Love others as Jesus loved you!
Today’s devotion is based on the Message: Love Revealed (Watch Here)
Love one another AS you have been loved.
As the Apostle John said, (1 John 4:11) Dear friends, since God so loved us, we also ought to love one another.” Love for others ONLY comes as a response to and result of God’s love for us. If we take the words, “We are to love everyone” without the definition and example of God’s love for us in Christ, we will fail to love as Jesus directs us to.
So what might that love look like as we love others?
First, let’s define love based on the last days of looking at God’s love for us.
Love is a choice to act on behalf of and seek the good of others, even at personal cost, regardless of their response or worthiness.
So what does agape love look in our relationships with others?

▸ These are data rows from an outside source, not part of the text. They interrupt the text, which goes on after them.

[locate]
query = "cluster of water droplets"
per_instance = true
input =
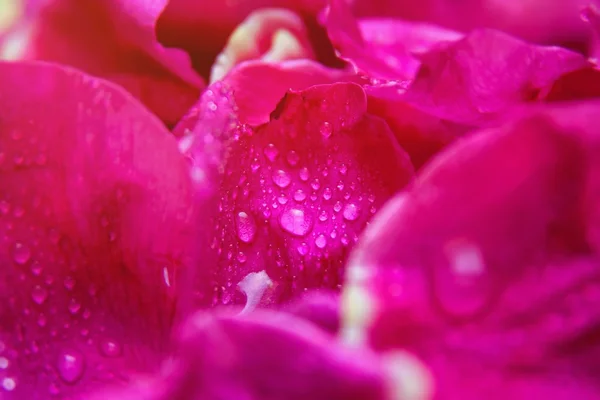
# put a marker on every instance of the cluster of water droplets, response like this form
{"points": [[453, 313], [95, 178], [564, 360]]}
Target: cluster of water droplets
{"points": [[53, 311], [290, 209]]}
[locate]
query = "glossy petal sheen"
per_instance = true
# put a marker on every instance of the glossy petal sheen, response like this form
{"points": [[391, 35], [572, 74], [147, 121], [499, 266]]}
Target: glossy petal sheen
{"points": [[488, 267], [251, 358], [95, 205], [115, 40], [294, 193], [381, 49]]}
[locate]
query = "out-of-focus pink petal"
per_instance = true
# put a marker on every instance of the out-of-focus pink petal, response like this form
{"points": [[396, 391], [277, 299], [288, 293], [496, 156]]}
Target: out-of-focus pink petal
{"points": [[487, 268], [319, 307], [475, 79], [268, 356], [109, 39], [95, 212], [294, 193], [381, 48], [580, 84], [268, 34], [538, 21], [258, 87]]}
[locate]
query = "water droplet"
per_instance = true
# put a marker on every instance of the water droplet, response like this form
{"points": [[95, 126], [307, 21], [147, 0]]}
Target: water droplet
{"points": [[74, 306], [304, 174], [110, 348], [299, 195], [302, 249], [36, 268], [323, 216], [321, 241], [350, 212], [337, 207], [271, 152], [39, 294], [296, 221], [292, 158], [70, 366], [21, 253], [246, 227], [462, 283], [9, 384], [326, 129], [69, 283], [281, 178]]}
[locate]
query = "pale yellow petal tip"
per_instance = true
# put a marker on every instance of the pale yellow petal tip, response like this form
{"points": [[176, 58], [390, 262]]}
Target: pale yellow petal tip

We are willing to put others first.
This direction doesn’t mean a person has no self-care or take time for themselves, but is willing to put the needs of others first rather live life with a focus on self and taking advantage of people for one’s own self interest. The Apostle Paul put it this way: Galatians 5:13 You, my brothers, were called to be free. But do not use your freedom to indulge the sinful nature; rather, serve one another in love. 14 The entire law is summed up in a single command: “Love your neighbor as yourself.” 15 If you keep on biting and devouring each other, watch out or you will be destroyed by each other.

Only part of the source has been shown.